秦源落座,丫鬟上茶。
鍾瑾元對鍾瑾儀揮了揮手,說道,“你回房去歇息吧。”
男人談事情,你個女孩子家家的,便不要摻和了,在宮裏沒辦法,在家裏你好歹得裝出大家閨秀那般的羞澀不是?

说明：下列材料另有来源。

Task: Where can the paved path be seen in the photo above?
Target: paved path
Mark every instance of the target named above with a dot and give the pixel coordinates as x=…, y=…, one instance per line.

鍾瑾儀無語地看了眼鍾瑾元,就差把“不屑”兩個字寫在臉上了。
直到鍾載成端著茶盞,鼻孔裏有意無意地哼出一道粗氣。
“嗯哼!”
你倒是趕緊裝一下啊!離挑黃道吉日就差一點點了,細節方麵咱一定要注意!爹可是隱約已經把消息散播出去了,這到手的鴨子,回頭要是再給飛了,還怎麽出去見人?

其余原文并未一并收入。